なんなら現物があるならやってみたいと言いかねないほどだ。
「それで、この世界は私たち世界では乙女ゲームとして人気がある物語の世界と同じなのです」
「……ああ、さっきの言葉はそういう…」
「はい。そう言うことです」
ガイラスは嬉しそうな顔を一転、今度は失望にも似たものへと変えた。
誰だって自分が生きているこの世界が別世界の物語の世界なのだと言われたら面白くないだろう。
自分は個人ではなく誰かが作ったキャラクターで、自分の意志は誰かに決められたもので、何をしようとこの先の人生は決まっていると言われたようなものなのだから。

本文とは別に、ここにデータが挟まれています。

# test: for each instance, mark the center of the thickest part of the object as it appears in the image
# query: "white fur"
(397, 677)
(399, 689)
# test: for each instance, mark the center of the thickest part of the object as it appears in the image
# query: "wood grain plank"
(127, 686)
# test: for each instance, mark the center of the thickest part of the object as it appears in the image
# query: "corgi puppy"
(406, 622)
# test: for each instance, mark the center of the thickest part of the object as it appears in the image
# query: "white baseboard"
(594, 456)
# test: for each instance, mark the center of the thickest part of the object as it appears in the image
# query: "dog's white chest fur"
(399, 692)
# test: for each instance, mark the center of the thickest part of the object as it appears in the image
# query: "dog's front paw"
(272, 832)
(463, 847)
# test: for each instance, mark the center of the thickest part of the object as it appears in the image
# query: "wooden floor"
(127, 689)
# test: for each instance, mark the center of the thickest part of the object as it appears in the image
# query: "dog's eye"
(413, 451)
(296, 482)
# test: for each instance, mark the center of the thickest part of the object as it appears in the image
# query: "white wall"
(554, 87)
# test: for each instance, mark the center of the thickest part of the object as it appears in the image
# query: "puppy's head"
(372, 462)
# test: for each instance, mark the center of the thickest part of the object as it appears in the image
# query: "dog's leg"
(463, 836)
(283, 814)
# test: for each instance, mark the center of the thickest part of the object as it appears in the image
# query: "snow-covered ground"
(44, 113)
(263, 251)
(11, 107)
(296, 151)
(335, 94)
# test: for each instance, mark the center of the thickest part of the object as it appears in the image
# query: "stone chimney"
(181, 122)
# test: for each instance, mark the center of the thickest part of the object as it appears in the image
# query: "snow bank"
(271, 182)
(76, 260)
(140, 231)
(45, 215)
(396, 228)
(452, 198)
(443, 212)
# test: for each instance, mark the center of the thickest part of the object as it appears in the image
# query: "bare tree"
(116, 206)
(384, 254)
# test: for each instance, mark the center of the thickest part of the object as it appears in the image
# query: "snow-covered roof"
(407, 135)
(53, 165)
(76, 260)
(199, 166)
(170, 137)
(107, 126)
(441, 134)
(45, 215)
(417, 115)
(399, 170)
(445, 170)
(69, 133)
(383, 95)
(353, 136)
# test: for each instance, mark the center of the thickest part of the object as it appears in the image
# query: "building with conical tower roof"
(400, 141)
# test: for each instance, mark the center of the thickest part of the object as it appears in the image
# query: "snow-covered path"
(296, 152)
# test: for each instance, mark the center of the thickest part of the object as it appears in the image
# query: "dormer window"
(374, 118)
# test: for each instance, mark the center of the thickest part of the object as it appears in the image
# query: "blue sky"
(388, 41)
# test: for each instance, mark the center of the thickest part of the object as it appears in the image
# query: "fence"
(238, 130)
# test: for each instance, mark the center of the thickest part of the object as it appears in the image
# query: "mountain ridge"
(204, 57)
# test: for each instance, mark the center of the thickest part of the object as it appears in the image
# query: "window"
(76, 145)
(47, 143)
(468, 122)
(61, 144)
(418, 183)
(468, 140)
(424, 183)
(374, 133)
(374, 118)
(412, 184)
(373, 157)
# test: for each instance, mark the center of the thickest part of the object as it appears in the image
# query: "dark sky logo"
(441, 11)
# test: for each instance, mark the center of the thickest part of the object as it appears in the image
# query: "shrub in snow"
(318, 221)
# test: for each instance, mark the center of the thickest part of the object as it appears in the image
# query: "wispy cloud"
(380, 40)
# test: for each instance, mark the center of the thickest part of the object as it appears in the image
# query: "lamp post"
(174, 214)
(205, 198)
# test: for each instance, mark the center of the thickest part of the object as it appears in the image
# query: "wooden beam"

聡明なガイラスはアデルの言葉だけでここまで理解してしまったようだ。
「ですがもちろん、この世界は現実です。ゲームとは違う」
だからこそこのアデルの言葉でガイラスは勢いよく顔を上げた。
「同じところもありますが、変えられた運命だってありました」
断罪から逃れたルリアーナのように、処刑されたカロンのように、人格を変えられたレックスのように。
ゲームの世界だから、未来は決まっているからと言って諦めなければいけないことなんて何一つなかった。
「だから私たちは仲間を集めています。前世を知り、この世界を変えるべく動いてくれる仲間を」
アデルはまたガイラスを真っ直ぐに見つめると、
「結論から言えば、恐らくアナスタシア様は私たちと同じ、前世を知る方です」
だから彼女に会いに来たのだと彼に告げた。
「こちらをご覧ください」
ややして落ち着いてきた様子のガイラスにアデルは懐から紙を取り出し差し出した。
「これは?」
四つ折りにされたそれをガイラスが開くのと同時に、
「私たちが把握している、もしくは予想している前世関係者の一覧表です」
そう言うアデルの声と、その紙に書かれたアナスタシアの名前を見つけた。
「先ほど前世の私たちにはある共通項があるという話をしましたが、それがこれです」
アデルは立ち上がって紙を覗き込み、『ストーカー事件』と書かれた部分を指でなぞる。
「ストーカーと言うのは主に異性に対して強い執着心を持ち、その人につきまとう人物のことを指します」
そしてシャーリー、イザベル、ルナ、自分の名をトントンと指差し、
「この4人は前世で同じ人物につきまとわれました。また、ルリアーナ様の妹さんともう一人の計6人が被害者です」
と言ってルリアーナの名を指差す。
「時系列順で言うと、恐らくシャーリーさんが最初の被害者だと思います。亡くなった原因自体は事故ですが、ある程度の期間この男につきまとわれました」
アデルは再び指をシャーリーに動かし、次いですぐ下のイザベルに動かす。
「次に狙われたのは判明していないもう一人の方、その次に狙われたのは現ハーティア王太子妃候補のイザベル様です。彼女の場合はその男に刺殺されました」
「なんと…!?」
ガイラスは思わずと言ったように声を漏らしたが、その声が聞こえた後ろのリーネが拳を握ったことには気がつかなかった。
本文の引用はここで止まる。